To learn more about how we protect your privacy or to exercise your rights, please contact:
Appalachian Health of Ohio
Appalachian Health and Wellness LLC
Email: info@appalachianhealthohio.org
Website: www.appalachianhealthohio.org
Effective Date: April 25, 2025
Appalachian Health of Ohio
Appalachian Health and Wellness LLC
As a patient of Appalachian Health of Ohio, you are entitled to the following rights:
Respectful Care
You have the right to receive considerate, respectful, and dignified care, free from discrimination based on race, ethnicity, gender, sexual orientation, age, religion, disability, or ability to pay.
Privacy and Confidentiality
You have the right to personal privacy and to have your health information kept confidential in accordance with applicable state and federal laws, including the Health Insurance Portability and Accountability Act (HIPAA).
Informed Participation
You have the right to receive accurate, clear, and understandable information about your diagnosis, treatment options, and prognosis to make informed decisions about your care.
Consent and Refusal
You have the right to consent to or refuse any care, treatment, or services, within the limits of the law, and to be informed of the potential medical consequences of your decisions.
Access to Records
You have the right to review and request copies of your medical records and to request amendments to those records when appropriate.
Continuity of Care
You have the right to coordinated care, including appropriate referrals when necessary, and to know the identity and professional credentials of your treating clinician.
Communication
You have the right to ask questions and receive understandable answers about your care and the services provided.
Non-Retaliation
You have the right to express concerns or complaints about your care without fear of reprisal, and to receive a timely response.
As a patient of Appalachian Health of Ohio, you are expected to:
Provide Accurate Information
You are responsible for providing complete and accurate information about your health history, current condition, medications, allergies, and other relevant information.
Follow the Treatment Plan
You are responsible for following the treatment plan agreed upon with your clinician and for asking questions when you do not understand your care or instructions.
Respect Clinic Policies
You are responsible for respecting Appalachian Health of Ohio’s policies and procedures, including those regarding appointments, cancellations, and telehealth participation.
Be Considerate of Staff
You are expected to treat clinic personnel with courtesy and respect.

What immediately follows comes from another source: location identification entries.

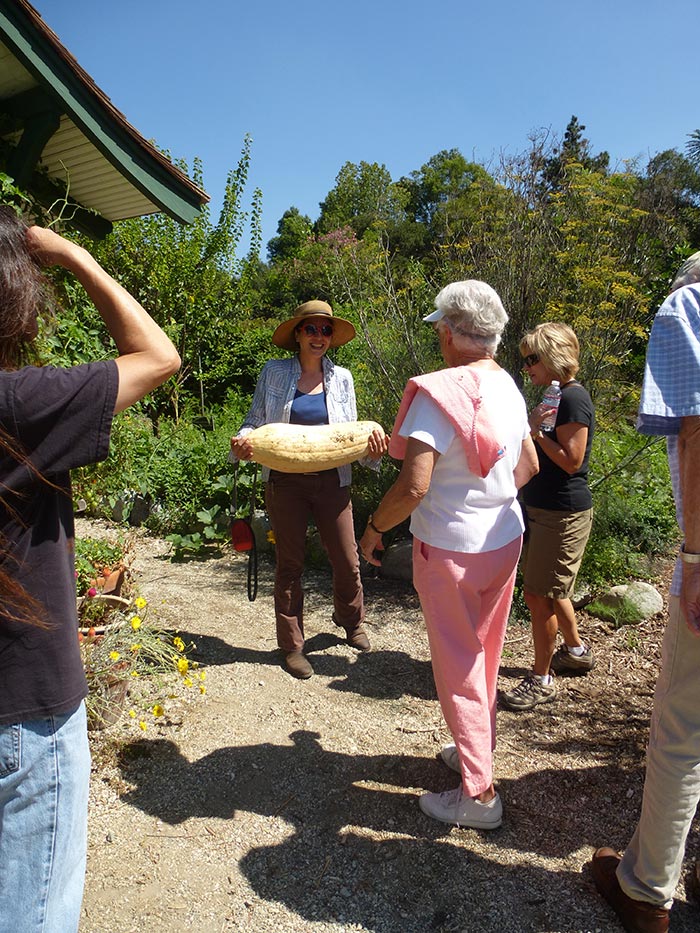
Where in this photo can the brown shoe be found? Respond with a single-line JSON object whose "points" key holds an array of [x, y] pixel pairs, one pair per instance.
{"points": [[692, 886], [358, 639], [297, 665], [635, 916]]}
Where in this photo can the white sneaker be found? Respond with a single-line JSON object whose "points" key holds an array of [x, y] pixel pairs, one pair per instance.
{"points": [[450, 757], [453, 807]]}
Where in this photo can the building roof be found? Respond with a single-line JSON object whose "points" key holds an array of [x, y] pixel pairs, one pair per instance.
{"points": [[59, 132]]}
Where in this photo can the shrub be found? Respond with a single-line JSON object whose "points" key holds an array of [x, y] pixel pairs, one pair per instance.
{"points": [[633, 511]]}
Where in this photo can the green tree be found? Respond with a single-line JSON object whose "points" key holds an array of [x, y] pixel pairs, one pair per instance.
{"points": [[363, 195], [293, 230], [576, 149], [191, 280]]}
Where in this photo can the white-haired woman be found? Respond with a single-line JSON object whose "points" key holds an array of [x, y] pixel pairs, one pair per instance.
{"points": [[464, 438], [559, 510]]}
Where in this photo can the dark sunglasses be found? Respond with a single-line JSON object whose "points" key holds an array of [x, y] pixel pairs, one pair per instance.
{"points": [[317, 330]]}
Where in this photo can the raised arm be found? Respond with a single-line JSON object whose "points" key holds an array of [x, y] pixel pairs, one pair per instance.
{"points": [[147, 356]]}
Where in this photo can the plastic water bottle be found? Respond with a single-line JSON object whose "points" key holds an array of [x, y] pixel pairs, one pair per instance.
{"points": [[551, 399]]}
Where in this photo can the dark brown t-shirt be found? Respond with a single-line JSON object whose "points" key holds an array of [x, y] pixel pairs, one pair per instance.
{"points": [[62, 418]]}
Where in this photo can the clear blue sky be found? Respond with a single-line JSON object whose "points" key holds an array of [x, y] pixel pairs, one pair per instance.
{"points": [[317, 83]]}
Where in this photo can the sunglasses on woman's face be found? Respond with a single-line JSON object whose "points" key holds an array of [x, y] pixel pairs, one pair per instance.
{"points": [[318, 330]]}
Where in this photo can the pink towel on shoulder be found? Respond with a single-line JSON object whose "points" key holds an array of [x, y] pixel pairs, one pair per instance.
{"points": [[457, 392]]}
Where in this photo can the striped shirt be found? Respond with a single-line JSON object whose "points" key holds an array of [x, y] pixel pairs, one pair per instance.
{"points": [[671, 388], [274, 394]]}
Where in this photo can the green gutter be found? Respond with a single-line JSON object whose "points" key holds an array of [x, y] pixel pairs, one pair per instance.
{"points": [[74, 99]]}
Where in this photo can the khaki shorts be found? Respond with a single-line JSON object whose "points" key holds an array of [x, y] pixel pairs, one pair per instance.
{"points": [[554, 551]]}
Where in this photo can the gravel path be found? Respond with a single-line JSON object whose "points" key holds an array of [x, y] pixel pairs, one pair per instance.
{"points": [[272, 804]]}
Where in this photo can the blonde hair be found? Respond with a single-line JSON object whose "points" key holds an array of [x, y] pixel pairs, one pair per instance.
{"points": [[557, 347]]}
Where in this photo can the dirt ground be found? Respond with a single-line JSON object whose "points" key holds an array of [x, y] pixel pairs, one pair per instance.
{"points": [[272, 804]]}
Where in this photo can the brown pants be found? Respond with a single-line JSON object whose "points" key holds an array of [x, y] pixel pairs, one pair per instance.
{"points": [[290, 499]]}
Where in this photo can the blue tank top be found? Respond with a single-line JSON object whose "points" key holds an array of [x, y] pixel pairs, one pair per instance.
{"points": [[309, 409]]}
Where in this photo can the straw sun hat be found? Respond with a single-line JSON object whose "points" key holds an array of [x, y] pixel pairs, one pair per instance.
{"points": [[343, 331]]}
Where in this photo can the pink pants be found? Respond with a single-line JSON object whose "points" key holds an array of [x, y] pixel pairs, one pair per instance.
{"points": [[466, 601]]}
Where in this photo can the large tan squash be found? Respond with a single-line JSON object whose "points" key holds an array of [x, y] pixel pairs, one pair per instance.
{"points": [[299, 448]]}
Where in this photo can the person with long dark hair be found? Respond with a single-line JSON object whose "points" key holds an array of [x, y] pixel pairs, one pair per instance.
{"points": [[52, 419]]}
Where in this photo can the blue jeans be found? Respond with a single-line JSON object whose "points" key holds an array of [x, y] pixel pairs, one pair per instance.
{"points": [[44, 778]]}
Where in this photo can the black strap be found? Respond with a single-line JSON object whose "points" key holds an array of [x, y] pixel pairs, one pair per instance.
{"points": [[252, 576]]}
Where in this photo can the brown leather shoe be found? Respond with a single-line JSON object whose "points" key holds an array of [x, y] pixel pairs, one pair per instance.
{"points": [[297, 665], [358, 639], [635, 916], [692, 886]]}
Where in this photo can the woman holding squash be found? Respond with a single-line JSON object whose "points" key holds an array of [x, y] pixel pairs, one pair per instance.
{"points": [[310, 389], [464, 439]]}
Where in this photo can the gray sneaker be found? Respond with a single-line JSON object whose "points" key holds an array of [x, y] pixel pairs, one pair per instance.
{"points": [[528, 694], [565, 662]]}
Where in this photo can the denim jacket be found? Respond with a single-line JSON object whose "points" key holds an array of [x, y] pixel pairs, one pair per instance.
{"points": [[274, 394]]}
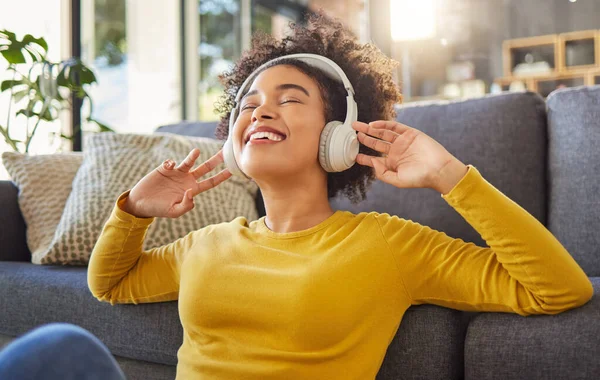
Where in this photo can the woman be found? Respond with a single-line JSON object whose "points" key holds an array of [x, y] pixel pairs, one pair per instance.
{"points": [[307, 292]]}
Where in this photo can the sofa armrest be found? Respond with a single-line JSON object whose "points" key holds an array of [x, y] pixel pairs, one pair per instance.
{"points": [[501, 346], [13, 240]]}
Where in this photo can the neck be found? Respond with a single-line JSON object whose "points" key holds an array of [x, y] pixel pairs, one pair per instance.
{"points": [[296, 204]]}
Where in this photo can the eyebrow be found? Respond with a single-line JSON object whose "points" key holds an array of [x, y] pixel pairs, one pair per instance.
{"points": [[281, 87]]}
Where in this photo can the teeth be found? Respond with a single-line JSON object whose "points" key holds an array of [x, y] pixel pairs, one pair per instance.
{"points": [[269, 135]]}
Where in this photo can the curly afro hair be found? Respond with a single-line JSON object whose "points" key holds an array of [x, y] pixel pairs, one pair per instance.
{"points": [[367, 68]]}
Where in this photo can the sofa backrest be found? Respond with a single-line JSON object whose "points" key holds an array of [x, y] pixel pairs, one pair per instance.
{"points": [[504, 136], [574, 173]]}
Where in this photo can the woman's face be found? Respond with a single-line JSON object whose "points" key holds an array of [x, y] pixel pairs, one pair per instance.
{"points": [[289, 101]]}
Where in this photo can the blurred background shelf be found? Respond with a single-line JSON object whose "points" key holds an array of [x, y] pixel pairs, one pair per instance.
{"points": [[546, 63]]}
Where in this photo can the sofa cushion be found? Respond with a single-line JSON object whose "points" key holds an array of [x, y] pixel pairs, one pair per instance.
{"points": [[428, 344], [44, 182], [574, 164], [504, 136], [115, 162], [31, 295], [507, 346]]}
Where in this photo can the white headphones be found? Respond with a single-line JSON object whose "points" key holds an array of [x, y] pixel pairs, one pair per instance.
{"points": [[338, 144]]}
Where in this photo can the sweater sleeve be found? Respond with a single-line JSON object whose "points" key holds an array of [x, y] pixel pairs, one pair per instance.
{"points": [[120, 271], [525, 269]]}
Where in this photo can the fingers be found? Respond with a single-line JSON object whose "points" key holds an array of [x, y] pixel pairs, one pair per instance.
{"points": [[363, 159], [209, 165], [213, 181], [391, 125], [186, 204], [379, 132], [188, 162]]}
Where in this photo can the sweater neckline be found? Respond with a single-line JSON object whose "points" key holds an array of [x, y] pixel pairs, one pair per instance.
{"points": [[264, 230]]}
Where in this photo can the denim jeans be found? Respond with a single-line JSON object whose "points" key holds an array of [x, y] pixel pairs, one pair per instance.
{"points": [[58, 351]]}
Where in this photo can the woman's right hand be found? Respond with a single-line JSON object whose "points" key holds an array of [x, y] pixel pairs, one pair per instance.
{"points": [[168, 190]]}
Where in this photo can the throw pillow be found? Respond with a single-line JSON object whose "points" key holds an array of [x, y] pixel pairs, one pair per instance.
{"points": [[114, 163], [44, 183]]}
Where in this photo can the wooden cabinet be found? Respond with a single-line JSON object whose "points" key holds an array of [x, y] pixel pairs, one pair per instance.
{"points": [[545, 63]]}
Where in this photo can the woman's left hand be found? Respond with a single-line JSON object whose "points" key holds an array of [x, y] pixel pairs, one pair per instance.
{"points": [[411, 159]]}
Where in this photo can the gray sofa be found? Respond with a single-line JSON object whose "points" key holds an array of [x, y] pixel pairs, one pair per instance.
{"points": [[544, 155]]}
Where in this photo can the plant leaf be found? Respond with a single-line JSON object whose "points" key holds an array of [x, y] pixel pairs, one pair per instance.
{"points": [[103, 127], [7, 84]]}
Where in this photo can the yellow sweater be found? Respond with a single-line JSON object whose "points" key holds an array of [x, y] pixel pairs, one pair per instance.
{"points": [[324, 303]]}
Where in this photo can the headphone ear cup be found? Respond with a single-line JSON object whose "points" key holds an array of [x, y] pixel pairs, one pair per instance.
{"points": [[325, 148]]}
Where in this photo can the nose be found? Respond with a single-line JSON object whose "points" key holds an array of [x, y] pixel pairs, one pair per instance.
{"points": [[263, 112]]}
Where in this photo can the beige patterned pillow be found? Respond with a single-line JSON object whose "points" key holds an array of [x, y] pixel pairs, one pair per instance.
{"points": [[114, 163], [44, 183]]}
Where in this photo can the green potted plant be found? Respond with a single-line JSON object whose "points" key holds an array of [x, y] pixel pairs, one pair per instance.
{"points": [[40, 89]]}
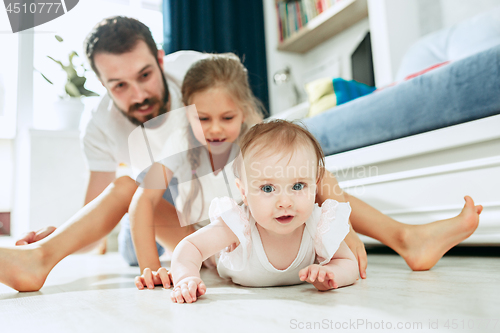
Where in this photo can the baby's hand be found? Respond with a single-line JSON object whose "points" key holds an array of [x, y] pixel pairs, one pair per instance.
{"points": [[187, 290], [150, 279], [320, 276]]}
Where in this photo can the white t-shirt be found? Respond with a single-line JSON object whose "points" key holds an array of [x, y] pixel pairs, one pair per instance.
{"points": [[213, 185], [105, 130]]}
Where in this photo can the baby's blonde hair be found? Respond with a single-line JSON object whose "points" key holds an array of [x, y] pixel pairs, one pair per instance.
{"points": [[281, 137], [217, 71]]}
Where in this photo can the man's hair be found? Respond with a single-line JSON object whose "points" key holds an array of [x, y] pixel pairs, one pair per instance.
{"points": [[278, 137], [117, 35]]}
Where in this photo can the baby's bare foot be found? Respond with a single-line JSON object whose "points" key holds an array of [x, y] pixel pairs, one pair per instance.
{"points": [[23, 268], [425, 244]]}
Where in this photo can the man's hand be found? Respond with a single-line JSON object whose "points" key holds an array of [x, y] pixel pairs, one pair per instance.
{"points": [[150, 279], [358, 248], [321, 277], [35, 236], [188, 290]]}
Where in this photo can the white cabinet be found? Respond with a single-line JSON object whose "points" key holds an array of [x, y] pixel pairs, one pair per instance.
{"points": [[51, 179]]}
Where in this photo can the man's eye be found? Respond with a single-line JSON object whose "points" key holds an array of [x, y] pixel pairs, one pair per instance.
{"points": [[298, 186], [267, 188]]}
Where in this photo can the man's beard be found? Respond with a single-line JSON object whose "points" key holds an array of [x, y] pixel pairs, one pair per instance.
{"points": [[151, 101]]}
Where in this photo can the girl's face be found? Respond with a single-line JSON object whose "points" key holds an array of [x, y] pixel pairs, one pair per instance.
{"points": [[220, 118], [280, 189]]}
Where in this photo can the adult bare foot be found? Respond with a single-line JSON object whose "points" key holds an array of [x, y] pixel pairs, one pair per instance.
{"points": [[23, 268], [35, 236], [423, 245]]}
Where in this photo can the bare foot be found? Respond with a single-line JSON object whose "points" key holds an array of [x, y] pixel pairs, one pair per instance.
{"points": [[423, 245], [23, 268]]}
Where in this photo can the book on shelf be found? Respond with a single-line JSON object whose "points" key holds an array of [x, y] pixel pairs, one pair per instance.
{"points": [[293, 15]]}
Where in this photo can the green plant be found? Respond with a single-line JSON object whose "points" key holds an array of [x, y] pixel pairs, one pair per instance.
{"points": [[75, 83]]}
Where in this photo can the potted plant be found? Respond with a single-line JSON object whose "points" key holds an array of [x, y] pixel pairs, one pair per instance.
{"points": [[68, 109]]}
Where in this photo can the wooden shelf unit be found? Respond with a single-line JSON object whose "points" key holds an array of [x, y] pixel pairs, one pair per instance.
{"points": [[335, 19]]}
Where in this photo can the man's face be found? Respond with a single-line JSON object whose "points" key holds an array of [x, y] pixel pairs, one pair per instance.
{"points": [[135, 82]]}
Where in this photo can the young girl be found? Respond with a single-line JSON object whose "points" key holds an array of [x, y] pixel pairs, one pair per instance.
{"points": [[225, 109], [279, 236]]}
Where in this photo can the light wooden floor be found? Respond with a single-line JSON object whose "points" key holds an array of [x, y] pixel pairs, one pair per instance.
{"points": [[90, 293]]}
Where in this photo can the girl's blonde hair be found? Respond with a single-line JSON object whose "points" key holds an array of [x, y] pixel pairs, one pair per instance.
{"points": [[285, 136], [217, 71]]}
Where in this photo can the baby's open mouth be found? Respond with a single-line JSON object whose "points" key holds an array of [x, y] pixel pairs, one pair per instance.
{"points": [[285, 219]]}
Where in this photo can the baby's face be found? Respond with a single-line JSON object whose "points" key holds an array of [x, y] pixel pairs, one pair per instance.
{"points": [[280, 189]]}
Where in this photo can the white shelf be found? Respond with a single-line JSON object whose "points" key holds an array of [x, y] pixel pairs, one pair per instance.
{"points": [[332, 21]]}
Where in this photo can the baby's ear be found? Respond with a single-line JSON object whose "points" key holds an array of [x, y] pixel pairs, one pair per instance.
{"points": [[241, 188]]}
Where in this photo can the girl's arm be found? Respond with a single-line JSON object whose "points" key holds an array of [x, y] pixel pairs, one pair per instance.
{"points": [[342, 270], [189, 255], [328, 188], [141, 213]]}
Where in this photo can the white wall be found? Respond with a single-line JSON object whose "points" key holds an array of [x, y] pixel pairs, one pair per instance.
{"points": [[395, 25]]}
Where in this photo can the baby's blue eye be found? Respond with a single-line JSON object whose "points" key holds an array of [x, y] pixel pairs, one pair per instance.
{"points": [[298, 186], [267, 188]]}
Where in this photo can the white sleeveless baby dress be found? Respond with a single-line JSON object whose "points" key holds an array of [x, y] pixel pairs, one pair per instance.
{"points": [[248, 265]]}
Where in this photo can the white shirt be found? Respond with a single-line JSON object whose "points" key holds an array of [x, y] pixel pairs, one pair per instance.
{"points": [[105, 130]]}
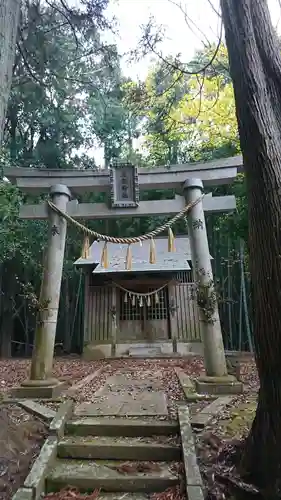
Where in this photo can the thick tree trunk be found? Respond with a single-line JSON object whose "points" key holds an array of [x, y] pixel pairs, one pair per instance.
{"points": [[9, 20], [255, 67]]}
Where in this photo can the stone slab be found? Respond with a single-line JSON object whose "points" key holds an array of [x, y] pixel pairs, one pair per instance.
{"points": [[195, 492], [192, 472], [217, 388], [144, 352], [39, 392], [36, 478], [38, 410], [184, 379], [86, 380], [87, 426], [109, 476], [64, 412], [217, 406], [121, 381], [23, 494], [110, 448], [144, 403], [122, 496], [203, 417]]}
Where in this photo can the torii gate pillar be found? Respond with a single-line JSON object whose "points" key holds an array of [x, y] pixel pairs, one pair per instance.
{"points": [[41, 383], [216, 380]]}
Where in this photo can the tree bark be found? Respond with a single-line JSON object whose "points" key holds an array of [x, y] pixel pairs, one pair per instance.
{"points": [[9, 20], [255, 67]]}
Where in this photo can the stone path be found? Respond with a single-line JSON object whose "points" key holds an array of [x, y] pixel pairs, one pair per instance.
{"points": [[122, 443], [123, 396]]}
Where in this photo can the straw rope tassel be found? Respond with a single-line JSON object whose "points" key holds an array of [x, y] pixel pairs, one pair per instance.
{"points": [[171, 240], [86, 248], [104, 256], [152, 252], [129, 258]]}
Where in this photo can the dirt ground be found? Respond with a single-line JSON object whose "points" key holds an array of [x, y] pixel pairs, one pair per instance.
{"points": [[21, 434]]}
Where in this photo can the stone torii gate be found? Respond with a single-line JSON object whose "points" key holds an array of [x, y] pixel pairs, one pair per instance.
{"points": [[124, 183]]}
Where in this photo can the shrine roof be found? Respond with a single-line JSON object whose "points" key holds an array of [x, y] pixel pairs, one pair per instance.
{"points": [[165, 261]]}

Fulfill Financial Obligations
You are responsible for timely payment of any charges for services rendered that are your financial responsibility, including those not covered by insurance.
Participate in Your Care
You are encouraged to participate actively in your care and decision-making, to the extent possible.
Use Services Appropriately: Understand the appropriate use and limitations of telehealth services.
Maintain Up-to-Date Contact Information: Keep your contact details current.
Communicate Changes in Condition: Notify your clinician promptly of any significant changes in your health.
Attend Scheduled Appointments: Attend appointments on time or provide timely notice of cancellations or rescheduling needs.
Acknowledge Clinic’s Right to Discontinue Care: Understand that Appalachian Health of Ohio reserves the right to discontinue care if clinic policies are not followed, including repeated missed appointments, non-compliance with treatment plans, or inappropriate behavior toward staff.